04.23.07

Man Held in Prison FOUR YEARS Past Release Date

Posted in prisons, sentencing, civil liberties at 8:54 pm by misstyrios

There are times when I absolutely adore being from and in Massachusetts - like the moment I found out (while sitting in 1L Contracts class) that the Supreme Judicial Court had legalized gay marriage, and the few minutes last night sitting in the bleachers at Fenway Park and watching my beloved Red Sox hit FOUR home runs in a row against the Yankees. And then there are times when I am saddened - no, ashamed - to see what goes on in this state, such as this tale about Rommel Jones, a man held in prison for FOUR years after his release date.

Mr. Jones was a victim of the complicated rules of parole and good time in the Massachusetts correctional system, specifically the rule stating that consecutive sentences (such as Mr. Jones’s 20 years plus 10 years on-and-after) automatically convert to concurrent sentences once the inmate is placed on parole. This is not something that is easy understood or even widely known, which explains why Mr. Jones didn’t know (despite asking several times) when he was supposed to be released. But you would think that the people in charge of knowing these things would know it. They didn’t. And Mr. Jones, who admits that he has been a “hoodlum” and knows that he suffers from significant mental illnesses, was robbed of four years of his freedom.

On top of that, the Department of Corrections (when they realized their mistake) told him they had only miscalculated by one week. And then they rationalized the lie by saying the release would have had “little or no practical effect on his quality of life” and that telling would even have been cruel because “we could be criticized for explaining this to someone . . . with the history of mental illness that this individual has.”

Pardon my language, but are you EFFING KIDDING ME?

In the four years he was mistakenly detained, Jones missed his mother’s wake, lost contact with his teenage daughter, and endured the daily perils of life behind bars. where his mental illness meant a ping-pong existence between life in a prison cell and the psychiatric wards of Bridgewater State Hospital.

“She doesn’t know me,” Jones said softly over a recent lunch at the Prudential Center, referring to [outgoing DoC commissioner Kathleen] Dennehy. “She’s saying they made a decision not even to say anything because they didn’t think that I would be intelligent enough to understand. That’s horrible. That’s one of the saddest excuses that I’ve ever heard. All she had to do is just try me. I’m more intelligent than they know.”

Mr. Jones didn’t even know about the extent of his over-incarceration until reporters at the Boston Globe contacted him while researching this issue. The research prompted the DoC to actually examine what was going on behind their bars and claimed that they found 25 inmates with miscalculated release dates, none of which had been reached yet. But then they had to admit the full (?) truth, revealing that 13 more people in the last four years had been held from a low of one to a high of 515 days past their release dates.

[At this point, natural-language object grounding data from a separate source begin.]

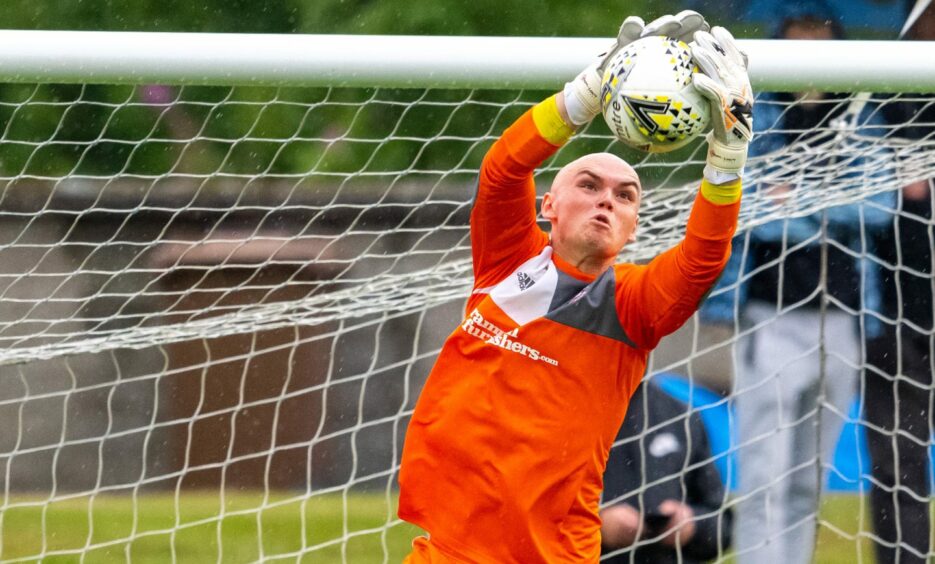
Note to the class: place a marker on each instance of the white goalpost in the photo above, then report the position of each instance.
(227, 263)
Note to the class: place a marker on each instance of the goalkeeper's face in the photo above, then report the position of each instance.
(593, 207)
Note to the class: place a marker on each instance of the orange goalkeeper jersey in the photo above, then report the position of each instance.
(504, 455)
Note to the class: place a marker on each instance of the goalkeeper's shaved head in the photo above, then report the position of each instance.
(593, 206)
(563, 178)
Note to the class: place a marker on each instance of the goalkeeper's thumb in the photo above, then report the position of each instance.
(583, 96)
(731, 127)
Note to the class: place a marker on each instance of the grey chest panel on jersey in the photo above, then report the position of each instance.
(591, 308)
(538, 289)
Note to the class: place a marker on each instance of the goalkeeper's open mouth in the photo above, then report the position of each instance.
(601, 219)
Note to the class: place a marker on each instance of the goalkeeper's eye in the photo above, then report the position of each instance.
(626, 195)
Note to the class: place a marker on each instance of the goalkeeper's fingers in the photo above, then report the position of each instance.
(707, 54)
(681, 26)
(630, 30)
(727, 42)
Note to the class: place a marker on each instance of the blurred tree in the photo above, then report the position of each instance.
(55, 130)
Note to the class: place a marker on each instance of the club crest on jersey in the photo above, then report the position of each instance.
(524, 280)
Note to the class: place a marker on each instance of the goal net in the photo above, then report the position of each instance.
(218, 304)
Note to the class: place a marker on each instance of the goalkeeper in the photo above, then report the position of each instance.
(507, 445)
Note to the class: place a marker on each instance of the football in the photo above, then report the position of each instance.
(647, 95)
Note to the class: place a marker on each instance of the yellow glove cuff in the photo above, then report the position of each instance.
(549, 122)
(721, 194)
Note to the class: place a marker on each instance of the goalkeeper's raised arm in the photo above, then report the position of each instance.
(507, 444)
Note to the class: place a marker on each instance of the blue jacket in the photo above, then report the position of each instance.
(779, 258)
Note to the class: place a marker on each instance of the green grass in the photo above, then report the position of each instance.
(358, 528)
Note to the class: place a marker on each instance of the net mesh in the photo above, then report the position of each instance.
(219, 304)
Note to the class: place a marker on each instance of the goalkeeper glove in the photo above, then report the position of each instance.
(582, 95)
(723, 81)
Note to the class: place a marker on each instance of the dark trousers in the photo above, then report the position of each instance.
(898, 411)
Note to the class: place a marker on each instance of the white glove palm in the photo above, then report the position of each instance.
(582, 95)
(724, 82)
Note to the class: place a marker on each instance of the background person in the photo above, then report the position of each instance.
(664, 491)
(796, 359)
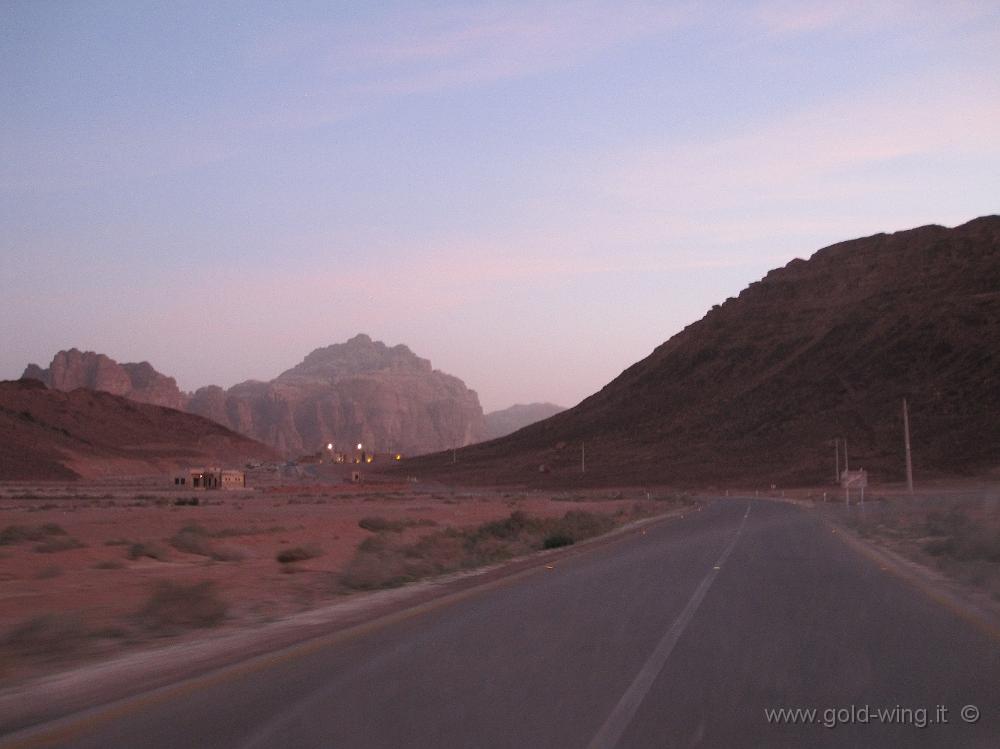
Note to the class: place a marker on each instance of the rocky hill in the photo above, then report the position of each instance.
(755, 391)
(74, 369)
(54, 435)
(363, 391)
(358, 391)
(504, 422)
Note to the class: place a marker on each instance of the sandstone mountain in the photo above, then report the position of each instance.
(755, 391)
(74, 369)
(386, 398)
(54, 435)
(504, 422)
(363, 391)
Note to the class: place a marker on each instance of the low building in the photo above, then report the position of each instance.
(211, 478)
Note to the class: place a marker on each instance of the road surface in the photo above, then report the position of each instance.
(684, 636)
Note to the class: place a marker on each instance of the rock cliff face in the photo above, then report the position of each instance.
(756, 391)
(53, 435)
(363, 391)
(504, 422)
(85, 369)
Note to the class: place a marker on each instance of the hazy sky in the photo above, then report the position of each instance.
(533, 195)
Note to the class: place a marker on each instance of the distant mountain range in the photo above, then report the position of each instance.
(504, 422)
(759, 388)
(53, 435)
(386, 398)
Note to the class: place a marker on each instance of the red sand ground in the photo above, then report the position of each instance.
(71, 585)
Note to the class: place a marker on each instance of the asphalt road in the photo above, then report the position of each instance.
(680, 637)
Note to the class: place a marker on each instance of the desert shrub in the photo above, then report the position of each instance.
(194, 539)
(555, 540)
(175, 605)
(379, 524)
(967, 544)
(945, 523)
(151, 550)
(46, 635)
(14, 534)
(58, 543)
(381, 562)
(298, 554)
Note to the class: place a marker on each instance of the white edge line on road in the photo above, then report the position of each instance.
(614, 727)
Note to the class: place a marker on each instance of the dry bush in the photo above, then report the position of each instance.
(194, 539)
(46, 635)
(381, 562)
(15, 534)
(174, 605)
(298, 554)
(377, 524)
(58, 543)
(151, 550)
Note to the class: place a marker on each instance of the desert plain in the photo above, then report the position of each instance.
(91, 569)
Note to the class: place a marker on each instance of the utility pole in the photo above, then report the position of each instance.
(906, 436)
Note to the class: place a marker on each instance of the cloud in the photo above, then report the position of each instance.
(424, 50)
(819, 155)
(794, 17)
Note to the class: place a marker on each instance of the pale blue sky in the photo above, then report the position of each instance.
(532, 195)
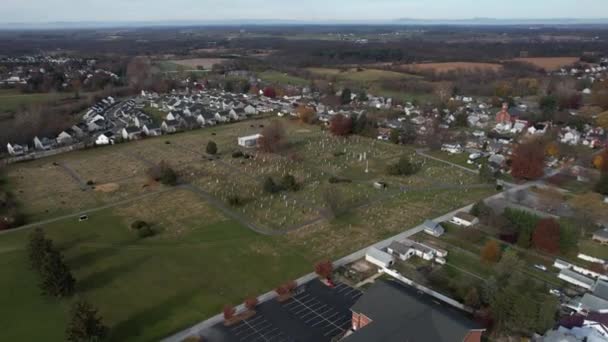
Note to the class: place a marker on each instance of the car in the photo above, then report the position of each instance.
(555, 292)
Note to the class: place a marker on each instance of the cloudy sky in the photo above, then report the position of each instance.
(309, 10)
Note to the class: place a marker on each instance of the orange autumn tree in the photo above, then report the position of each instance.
(528, 161)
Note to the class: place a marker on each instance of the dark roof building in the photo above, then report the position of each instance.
(391, 312)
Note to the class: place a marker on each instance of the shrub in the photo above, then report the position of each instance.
(235, 200)
(137, 225)
(211, 148)
(145, 232)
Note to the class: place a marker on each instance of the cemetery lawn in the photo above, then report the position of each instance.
(200, 260)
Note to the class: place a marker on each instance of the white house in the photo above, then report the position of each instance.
(249, 141)
(16, 150)
(379, 258)
(576, 279)
(464, 219)
(433, 228)
(105, 139)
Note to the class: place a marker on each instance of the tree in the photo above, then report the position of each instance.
(163, 173)
(324, 269)
(38, 247)
(472, 298)
(546, 236)
(85, 324)
(270, 92)
(211, 148)
(273, 137)
(528, 161)
(395, 136)
(490, 253)
(346, 96)
(229, 312)
(270, 186)
(289, 183)
(251, 303)
(57, 280)
(486, 174)
(602, 185)
(341, 125)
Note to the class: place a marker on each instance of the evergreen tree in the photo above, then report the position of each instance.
(38, 246)
(57, 280)
(85, 324)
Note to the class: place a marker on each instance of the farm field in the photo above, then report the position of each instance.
(11, 101)
(360, 75)
(194, 63)
(549, 63)
(193, 265)
(450, 66)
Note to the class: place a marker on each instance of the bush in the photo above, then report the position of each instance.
(235, 200)
(145, 232)
(211, 148)
(137, 225)
(336, 180)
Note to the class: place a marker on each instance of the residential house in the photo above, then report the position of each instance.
(64, 138)
(433, 228)
(169, 126)
(249, 141)
(43, 144)
(464, 219)
(576, 279)
(16, 150)
(131, 133)
(106, 138)
(601, 236)
(379, 258)
(391, 312)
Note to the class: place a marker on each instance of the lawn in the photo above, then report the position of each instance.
(283, 78)
(361, 75)
(200, 260)
(12, 100)
(146, 289)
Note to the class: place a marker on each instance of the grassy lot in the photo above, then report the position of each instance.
(283, 78)
(360, 75)
(459, 159)
(11, 100)
(592, 248)
(147, 289)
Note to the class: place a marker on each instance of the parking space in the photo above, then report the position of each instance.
(258, 329)
(315, 313)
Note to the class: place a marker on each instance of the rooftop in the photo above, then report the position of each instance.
(400, 313)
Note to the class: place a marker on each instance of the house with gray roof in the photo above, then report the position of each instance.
(391, 312)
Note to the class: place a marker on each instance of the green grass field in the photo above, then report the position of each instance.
(145, 289)
(200, 260)
(283, 78)
(12, 100)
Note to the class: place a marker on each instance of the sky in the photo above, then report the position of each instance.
(39, 11)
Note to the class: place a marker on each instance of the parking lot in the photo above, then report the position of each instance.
(315, 313)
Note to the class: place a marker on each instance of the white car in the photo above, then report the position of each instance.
(555, 292)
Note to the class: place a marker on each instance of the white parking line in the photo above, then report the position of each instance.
(323, 317)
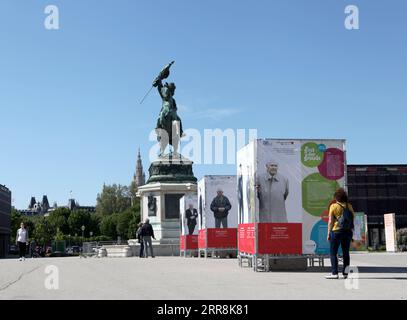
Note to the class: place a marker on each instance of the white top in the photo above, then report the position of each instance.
(22, 235)
(273, 193)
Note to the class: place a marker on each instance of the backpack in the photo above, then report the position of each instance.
(345, 221)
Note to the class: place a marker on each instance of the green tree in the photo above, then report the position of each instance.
(58, 220)
(113, 199)
(77, 219)
(108, 226)
(43, 232)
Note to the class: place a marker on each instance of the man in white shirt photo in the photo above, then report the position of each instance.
(272, 192)
(22, 240)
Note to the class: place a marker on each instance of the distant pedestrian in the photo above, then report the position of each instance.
(147, 233)
(22, 240)
(340, 232)
(140, 239)
(33, 246)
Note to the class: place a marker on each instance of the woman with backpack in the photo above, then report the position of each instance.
(140, 239)
(340, 232)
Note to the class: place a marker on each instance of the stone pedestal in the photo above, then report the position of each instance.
(170, 179)
(160, 204)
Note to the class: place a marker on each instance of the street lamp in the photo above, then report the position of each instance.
(83, 231)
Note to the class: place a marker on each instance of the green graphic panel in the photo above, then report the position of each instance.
(311, 156)
(317, 193)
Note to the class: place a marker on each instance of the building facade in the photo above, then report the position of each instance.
(377, 190)
(5, 220)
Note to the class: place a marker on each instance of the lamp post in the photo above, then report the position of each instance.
(83, 232)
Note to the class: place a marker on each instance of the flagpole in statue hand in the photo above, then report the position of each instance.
(165, 72)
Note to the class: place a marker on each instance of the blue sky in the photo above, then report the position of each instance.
(69, 98)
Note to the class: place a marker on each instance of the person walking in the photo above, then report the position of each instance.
(340, 232)
(220, 207)
(147, 233)
(22, 240)
(140, 239)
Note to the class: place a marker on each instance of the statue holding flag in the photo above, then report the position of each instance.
(169, 125)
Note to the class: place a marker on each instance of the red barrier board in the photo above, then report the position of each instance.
(279, 238)
(202, 239)
(188, 242)
(222, 238)
(247, 237)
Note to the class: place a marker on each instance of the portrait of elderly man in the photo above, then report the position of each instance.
(220, 207)
(272, 192)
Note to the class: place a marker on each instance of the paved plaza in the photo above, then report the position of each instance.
(381, 276)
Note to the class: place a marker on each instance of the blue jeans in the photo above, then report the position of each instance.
(148, 244)
(343, 239)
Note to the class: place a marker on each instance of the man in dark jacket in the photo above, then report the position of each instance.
(220, 207)
(147, 233)
(191, 214)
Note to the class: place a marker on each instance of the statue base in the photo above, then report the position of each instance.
(171, 168)
(171, 177)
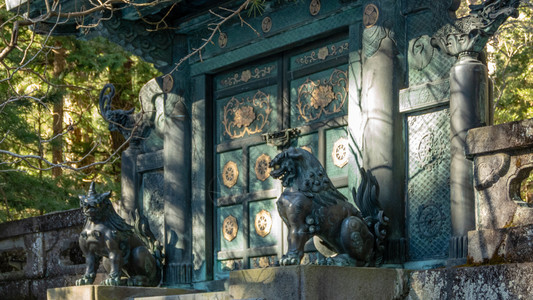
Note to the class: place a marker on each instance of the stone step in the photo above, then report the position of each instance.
(224, 295)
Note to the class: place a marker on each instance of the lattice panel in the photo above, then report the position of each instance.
(428, 206)
(153, 203)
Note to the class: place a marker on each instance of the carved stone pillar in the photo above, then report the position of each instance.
(468, 109)
(129, 183)
(465, 38)
(381, 125)
(177, 169)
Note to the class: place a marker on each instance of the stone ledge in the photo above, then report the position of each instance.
(99, 292)
(507, 281)
(500, 138)
(502, 245)
(318, 282)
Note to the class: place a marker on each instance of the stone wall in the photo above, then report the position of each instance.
(40, 253)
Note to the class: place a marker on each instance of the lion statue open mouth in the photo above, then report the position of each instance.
(124, 250)
(311, 206)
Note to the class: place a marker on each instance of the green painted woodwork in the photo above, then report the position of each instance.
(319, 55)
(332, 136)
(319, 96)
(308, 140)
(255, 184)
(247, 114)
(222, 160)
(274, 236)
(238, 242)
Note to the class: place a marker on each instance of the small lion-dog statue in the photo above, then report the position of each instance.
(311, 206)
(123, 249)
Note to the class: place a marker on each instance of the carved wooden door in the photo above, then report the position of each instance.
(304, 91)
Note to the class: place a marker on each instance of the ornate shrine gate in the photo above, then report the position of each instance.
(297, 98)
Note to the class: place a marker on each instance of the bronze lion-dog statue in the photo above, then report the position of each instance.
(124, 250)
(311, 206)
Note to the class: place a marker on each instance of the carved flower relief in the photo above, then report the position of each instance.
(230, 227)
(244, 116)
(262, 169)
(323, 53)
(340, 152)
(263, 223)
(322, 96)
(230, 174)
(246, 75)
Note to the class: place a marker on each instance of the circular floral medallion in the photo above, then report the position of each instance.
(262, 169)
(314, 7)
(321, 96)
(370, 15)
(230, 227)
(222, 40)
(308, 149)
(340, 152)
(266, 25)
(230, 174)
(263, 223)
(244, 116)
(168, 83)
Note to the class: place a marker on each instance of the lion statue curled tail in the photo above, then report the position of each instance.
(311, 206)
(124, 250)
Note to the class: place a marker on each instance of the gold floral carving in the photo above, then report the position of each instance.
(322, 53)
(222, 40)
(246, 116)
(230, 174)
(266, 24)
(314, 7)
(322, 97)
(340, 152)
(263, 223)
(230, 227)
(247, 75)
(262, 169)
(370, 15)
(308, 149)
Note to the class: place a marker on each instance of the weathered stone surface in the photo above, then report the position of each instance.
(197, 296)
(318, 282)
(97, 292)
(508, 136)
(503, 158)
(509, 281)
(509, 245)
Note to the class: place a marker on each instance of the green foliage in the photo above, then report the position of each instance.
(70, 73)
(511, 68)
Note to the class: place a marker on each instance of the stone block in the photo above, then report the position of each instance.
(196, 296)
(318, 282)
(506, 281)
(503, 158)
(98, 292)
(507, 245)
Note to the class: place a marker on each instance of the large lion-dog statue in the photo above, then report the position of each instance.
(130, 255)
(311, 206)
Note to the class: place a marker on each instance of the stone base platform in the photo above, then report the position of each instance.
(506, 281)
(502, 245)
(318, 282)
(99, 292)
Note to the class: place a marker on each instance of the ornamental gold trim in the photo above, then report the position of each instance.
(246, 116)
(322, 97)
(370, 15)
(262, 169)
(263, 223)
(314, 7)
(230, 227)
(340, 152)
(230, 174)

James R. Pingeon of Massachusetts Correctional Legal Services called this “stunning incompetence.” I’m not even sure that covers it.

2 Comments »

  1. Monday morning jumpstart - PM version - a public defender - said,

    April 23, 2007 at 10:06 pm

    […] Man in MA held for four years after his discharge date! […]

  2. Gideon said,

    April 23, 2007 at 10:55 pm

    Unbelievable. The lame excuses just make it worse. Sigh.